Dilin, tüm bu birbiriyle tam olarak örtüşmeyen ama benzer kavramları aynı kelime ile ifade ediyor olmasını zenginlik veya fakirlik olarak algılamak mümkün. Halbuki dilin oluşum sürecinde bu kelime tümünü kapsayıcı bir kavram olarak ortaya çıkmış olabilir ve dahi bunun ardında bizim mahiyetini anlayamadığımız bir bilgelik yatıyor olabilir.
Kabuk, güven duygusu veren bir şeydir çoklukla, kaplumbağanın hissettiği gibi. Bizlerin yaptığı sınırlı sorumlu çıkışlar kaplumbağaya göre biraz daha geniş çaplı oluyor, tek fark bu. Evimizi [dönmek üzere] bırakıp işe, yemek yemeye, dostlarımızı görmeye gidiyoruz. Bu da bizi kaplumbağadan daha hızlı kılıyor. Kabuğun yavaşlatıcı etkisi.
Bir evi olmak, bizi o şehre bağlayan bir etkendir. Bağlanmak, toprağa bağlanmak kök salmakla olur. Köksüzlük var bir de değil mi? Kabuk ve kök. Tohum, kabuğu çatlatır ve toprağa kök salar.
Bir evimiz varsa, onu istediğimiz zaman terkedemeyiz. Toplum da bizi bağlamak için çeşitli önlemler almıştır. Ev sahibine önceden haber vermek, kanunen uygun görülmüş süreyi beklemek, elektrik, su, gaz ve bilimum diğer sözleşmeleri feshetmek icab eder. Geçici süreli ayrılıklar içinse anahtarı birilerine bırakmak gibi çözümler bulunur. Yoksa birileri mutlaka kabuğumuza göz diker.

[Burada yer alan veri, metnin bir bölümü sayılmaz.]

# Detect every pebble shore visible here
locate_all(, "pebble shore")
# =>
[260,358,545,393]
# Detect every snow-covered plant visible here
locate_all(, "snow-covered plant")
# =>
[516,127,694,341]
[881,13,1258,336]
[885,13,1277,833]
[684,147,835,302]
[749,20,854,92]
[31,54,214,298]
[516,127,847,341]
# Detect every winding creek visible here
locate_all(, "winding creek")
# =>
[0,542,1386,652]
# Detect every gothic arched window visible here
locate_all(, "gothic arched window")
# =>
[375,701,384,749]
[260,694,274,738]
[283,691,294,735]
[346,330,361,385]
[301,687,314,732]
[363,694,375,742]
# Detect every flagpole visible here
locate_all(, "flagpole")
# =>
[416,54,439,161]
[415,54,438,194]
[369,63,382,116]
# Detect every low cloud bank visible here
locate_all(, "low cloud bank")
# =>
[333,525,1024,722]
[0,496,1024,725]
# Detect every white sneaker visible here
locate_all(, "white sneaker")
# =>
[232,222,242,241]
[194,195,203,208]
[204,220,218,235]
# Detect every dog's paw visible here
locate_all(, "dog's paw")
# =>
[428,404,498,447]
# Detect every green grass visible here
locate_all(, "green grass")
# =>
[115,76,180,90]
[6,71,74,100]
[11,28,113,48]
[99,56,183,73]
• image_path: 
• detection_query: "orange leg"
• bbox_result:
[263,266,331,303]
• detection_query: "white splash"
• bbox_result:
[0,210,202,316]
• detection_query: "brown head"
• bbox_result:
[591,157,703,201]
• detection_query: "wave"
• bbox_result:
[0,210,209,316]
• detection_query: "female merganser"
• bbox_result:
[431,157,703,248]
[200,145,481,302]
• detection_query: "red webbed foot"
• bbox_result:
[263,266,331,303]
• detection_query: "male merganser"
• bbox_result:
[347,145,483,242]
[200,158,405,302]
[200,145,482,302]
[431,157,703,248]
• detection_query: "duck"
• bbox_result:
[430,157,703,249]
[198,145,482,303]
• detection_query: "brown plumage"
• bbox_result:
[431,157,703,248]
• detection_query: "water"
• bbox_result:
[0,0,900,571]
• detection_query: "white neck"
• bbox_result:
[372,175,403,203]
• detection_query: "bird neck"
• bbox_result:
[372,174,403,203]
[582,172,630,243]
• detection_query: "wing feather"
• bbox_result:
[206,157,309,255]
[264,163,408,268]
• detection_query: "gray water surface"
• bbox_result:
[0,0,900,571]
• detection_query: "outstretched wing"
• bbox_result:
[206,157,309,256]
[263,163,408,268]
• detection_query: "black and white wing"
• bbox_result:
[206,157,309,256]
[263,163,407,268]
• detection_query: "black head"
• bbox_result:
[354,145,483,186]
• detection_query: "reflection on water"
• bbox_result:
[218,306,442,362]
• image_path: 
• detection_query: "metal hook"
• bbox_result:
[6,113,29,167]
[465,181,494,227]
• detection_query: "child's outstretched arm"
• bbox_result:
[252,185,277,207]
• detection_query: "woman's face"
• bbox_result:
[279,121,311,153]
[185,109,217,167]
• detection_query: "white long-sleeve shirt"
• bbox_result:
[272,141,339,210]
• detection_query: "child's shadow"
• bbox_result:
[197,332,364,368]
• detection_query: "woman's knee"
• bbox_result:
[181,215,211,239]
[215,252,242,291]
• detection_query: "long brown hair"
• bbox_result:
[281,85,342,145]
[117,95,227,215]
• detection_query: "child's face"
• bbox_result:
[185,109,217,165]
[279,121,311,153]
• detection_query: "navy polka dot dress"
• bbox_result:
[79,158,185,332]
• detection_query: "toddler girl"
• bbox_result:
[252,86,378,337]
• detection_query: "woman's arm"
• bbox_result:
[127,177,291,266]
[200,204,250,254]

[Kişiyi] Yavaşlatan, istediğinde terkedilemeyen ve bulunduğu mekana bağlayan kabuk denen şey bu durumda özgürlüğümüzü kısıtlıyor mu yani? Sanki konu burda Özgür irade mevzusuna doğru dallanıp budaklanıyor.
Özgürlük neydi? Yapabileceği halde yapmamayı seçmek gibi görünüyor şimdilerde. Yasaklar özgürlüğün önünde engelse, yapabilecek yetiye sahip olduğu halde yapmamak [veya yapmak] özgürlüktür. Seçimleri özgür iradeyle yapmak.
Bu durumda kabuk bunun önünde bir engel gibi görünüyor. Kabuk ne için? Kendini güvende hissetmek için. Bu durumda özgürlükten feragat edip güven satın alıyoruz. Evet, takas. Birileri bu takas için de değişim değeri üzerinden rant sağlıyor mu?
İlişkilerimizde de kabuklar var, çat çut. İki adet kabuklu midyenin sarılmak için hamle yaptıklarında çıkan ses: çat çut. Cemiyet hayatının sunduğu şey tamamen bu. İnsanlar, zarar görmemek adına mümkün olabildiğince her türlü farklılığın örtüldüğü bir kabuğun içine kendilerini hapsediyorlar.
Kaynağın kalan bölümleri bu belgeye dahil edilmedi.